RICS UK Construction and Infrastructure Market Survey, Q1 2018.

  • Backlog in delivery pipeline helps to sustain workloads at a steady pace.
  • Private housing reported the strongest rise in workloads with the most positive reading since the beginning of 2016.

Construction workloads

Workloads remained resilient despite bad weather and a weaker near-term economic outlook, in the first quarter of 2018 – according to the results of the Q1 2018 RICS Construction and Infrastructure Market Survey.

In Q1 2018, 23% more chartered surveyors reported that their workloads had risen as opposed to fallen. While 63% of respondents noted bad weather conditions as a limiting factor, the Beast from the East was not enough to slow the pace of growth.

The RICS quarterly series has now indicated moderate but steady growth for the past four quarters, something supported by the positive expectations expressed by surveyors in their forecasts a year ago.

In the early part of 2018 workloads increased across all subsectors, with both new work and repair and maintenance activity rising steadily. Private housing reported the strongest rise in workloads with 36% more respondents citing an increase rather than a decrease – the most positive since the beginning of 2016. This contrasts with the public sector where the pace of workloads slowed to a net balance of +10% in housing (+19 in Q4 2017).

In infrastructure, 21% more contributors reported a rise rather than a fall in activity, and nationally, respondents expect the rail and energy categories to post the most significant increases over the coming 12 months.

Workloads are now reported to be increasing across all geographic regions, with an acceleration in the pace of growth in the Midlands and Southwest.

What does this mean financially?

Higher input costs and a shortage of labour continue to restrict growth in profit margins, and while cost pressures may ease later this year, expectations on profit margins are still well below the three-year average of 40% recorded between 2014 and 2016. Indeed, tender prices are expected to rise over the next 12 months with respondents in both the building and civil engineering sectors envisaging greater price pressures.

Forecasting activity

Besides the one-off factors related to inclement weather, financial constraints, planning delays and labour shortages remain the key impediments to growth with 76%, 66% and 60% of surveyors reporting difficulties with each, respectively. In an extra question added this quarter, 85% of respondents were of the view that small and medium-sized firms are the most impacted by constraints on financing.

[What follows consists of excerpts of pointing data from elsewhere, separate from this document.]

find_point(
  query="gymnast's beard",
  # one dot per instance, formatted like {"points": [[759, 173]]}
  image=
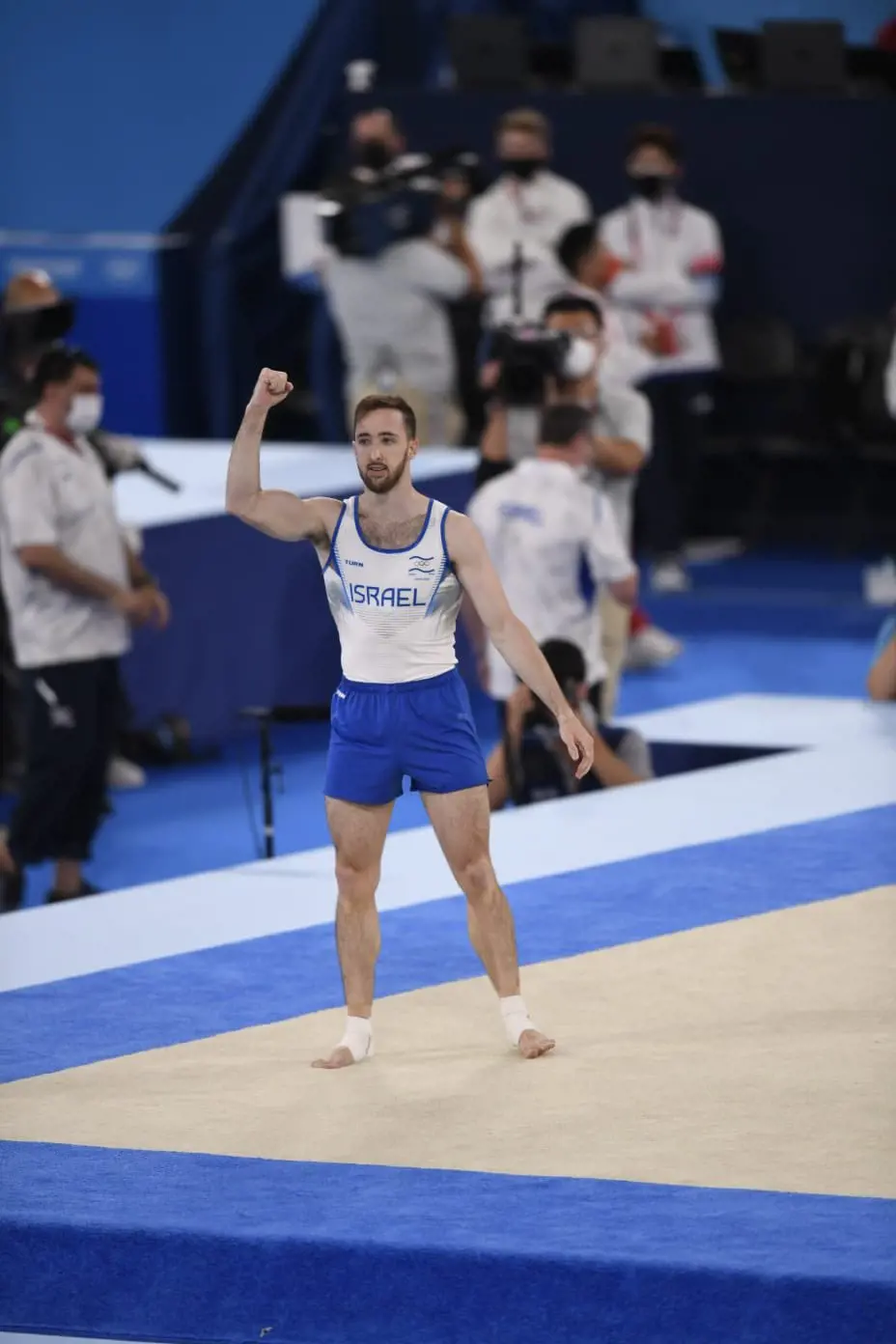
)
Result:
{"points": [[380, 482]]}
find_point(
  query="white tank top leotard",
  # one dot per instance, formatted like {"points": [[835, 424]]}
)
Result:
{"points": [[395, 610]]}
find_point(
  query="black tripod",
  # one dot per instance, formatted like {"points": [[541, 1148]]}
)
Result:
{"points": [[267, 768]]}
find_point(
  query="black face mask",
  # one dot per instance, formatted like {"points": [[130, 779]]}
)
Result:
{"points": [[522, 168], [374, 154], [652, 185]]}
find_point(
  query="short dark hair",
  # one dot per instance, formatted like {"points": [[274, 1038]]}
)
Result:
{"points": [[560, 425], [575, 246], [658, 137], [527, 120], [57, 366], [383, 402], [567, 662], [573, 304]]}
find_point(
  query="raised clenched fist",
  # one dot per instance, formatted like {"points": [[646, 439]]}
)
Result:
{"points": [[271, 388]]}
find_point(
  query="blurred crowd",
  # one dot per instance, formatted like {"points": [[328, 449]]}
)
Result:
{"points": [[577, 352], [472, 320]]}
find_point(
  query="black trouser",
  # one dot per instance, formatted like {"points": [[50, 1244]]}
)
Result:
{"points": [[72, 716], [11, 726], [680, 404]]}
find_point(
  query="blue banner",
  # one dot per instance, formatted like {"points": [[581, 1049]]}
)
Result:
{"points": [[88, 265]]}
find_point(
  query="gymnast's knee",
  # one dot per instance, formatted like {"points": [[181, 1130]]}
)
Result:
{"points": [[356, 882], [476, 878]]}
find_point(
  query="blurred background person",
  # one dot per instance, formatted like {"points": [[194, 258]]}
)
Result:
{"points": [[591, 267], [71, 589], [34, 318], [666, 281], [515, 226], [621, 433], [388, 295], [541, 523], [527, 765]]}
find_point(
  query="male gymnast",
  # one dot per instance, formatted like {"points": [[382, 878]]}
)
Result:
{"points": [[395, 566]]}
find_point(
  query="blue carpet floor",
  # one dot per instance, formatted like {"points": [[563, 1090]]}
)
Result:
{"points": [[778, 624], [191, 1246], [198, 1247]]}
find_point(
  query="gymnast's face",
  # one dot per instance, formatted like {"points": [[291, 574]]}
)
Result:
{"points": [[381, 449]]}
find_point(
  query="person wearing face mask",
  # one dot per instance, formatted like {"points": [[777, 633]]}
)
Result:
{"points": [[669, 261], [72, 590], [521, 218], [621, 439], [541, 521], [391, 309]]}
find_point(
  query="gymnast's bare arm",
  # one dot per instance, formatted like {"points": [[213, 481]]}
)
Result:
{"points": [[275, 513]]}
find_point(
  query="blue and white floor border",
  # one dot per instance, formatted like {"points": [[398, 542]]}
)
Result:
{"points": [[708, 1158]]}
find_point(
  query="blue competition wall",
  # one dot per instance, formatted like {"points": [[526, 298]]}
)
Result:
{"points": [[113, 116], [120, 109]]}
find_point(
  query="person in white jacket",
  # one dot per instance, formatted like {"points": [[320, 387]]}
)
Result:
{"points": [[524, 212], [629, 636], [668, 257]]}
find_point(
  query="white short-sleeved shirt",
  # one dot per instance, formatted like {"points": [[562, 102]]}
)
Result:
{"points": [[55, 494], [539, 521], [889, 380], [392, 307], [621, 413], [673, 261], [532, 215]]}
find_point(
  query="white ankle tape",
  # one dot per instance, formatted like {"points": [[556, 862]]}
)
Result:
{"points": [[357, 1038], [516, 1018]]}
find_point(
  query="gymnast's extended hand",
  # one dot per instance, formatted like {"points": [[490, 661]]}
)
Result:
{"points": [[275, 513]]}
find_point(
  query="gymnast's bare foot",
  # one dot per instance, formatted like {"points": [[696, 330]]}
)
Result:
{"points": [[532, 1045], [339, 1058]]}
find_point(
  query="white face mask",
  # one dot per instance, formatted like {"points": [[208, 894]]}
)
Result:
{"points": [[85, 414]]}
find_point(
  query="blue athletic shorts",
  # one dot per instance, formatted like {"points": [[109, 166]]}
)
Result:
{"points": [[418, 729]]}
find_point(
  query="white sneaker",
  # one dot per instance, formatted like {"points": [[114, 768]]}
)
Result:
{"points": [[652, 648], [126, 774], [669, 576]]}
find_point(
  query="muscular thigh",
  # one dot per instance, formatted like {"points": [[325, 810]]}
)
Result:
{"points": [[461, 824], [357, 832]]}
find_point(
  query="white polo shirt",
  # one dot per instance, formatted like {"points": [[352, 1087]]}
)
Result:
{"points": [[55, 494], [539, 521], [622, 411], [673, 261], [534, 215]]}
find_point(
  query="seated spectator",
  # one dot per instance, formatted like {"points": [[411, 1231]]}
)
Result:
{"points": [[882, 678], [665, 287], [541, 523], [524, 212], [528, 765]]}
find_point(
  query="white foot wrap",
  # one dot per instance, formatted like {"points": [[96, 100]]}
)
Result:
{"points": [[357, 1038], [516, 1018]]}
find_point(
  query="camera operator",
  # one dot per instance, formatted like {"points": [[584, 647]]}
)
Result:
{"points": [[520, 219], [528, 764], [399, 256], [71, 588], [541, 523]]}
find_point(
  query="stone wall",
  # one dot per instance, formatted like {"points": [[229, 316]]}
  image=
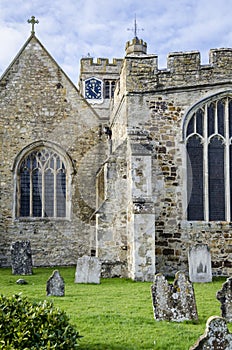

The lack of sufficiently skilled workers remains an obstacle for many businesses, particularly with regard to professional services such as quantity surveying. Labour shortages remain at elevated levels after having eased throughout 2016 with 60% of contributors in Q1 citing this as an impediment to growth. Indeed, the share of respondents reporting insufficient availability of quantity surveyors was the highest in ten years.

Despite the constraints that firms have been facing recently, surveyors remain relatively upbeat. Net balances of 46% and 35% of respondents expect workloads and employment levels, respectively, to continue to rise over the coming 12 months.

While a short-lived snowstorm may have snarled logistical supply chains and site works at the end of February, it was not enough to negatively impact on workload order books. Indeed, several years of limited spare capacity have resulted in a backlog within the delivery pipeline which will take some time to unwind. Risk aversion by both lenders and developers, in the wake of Carillion and ongoing Brexit negotiation, will continue to weigh on investment decisions.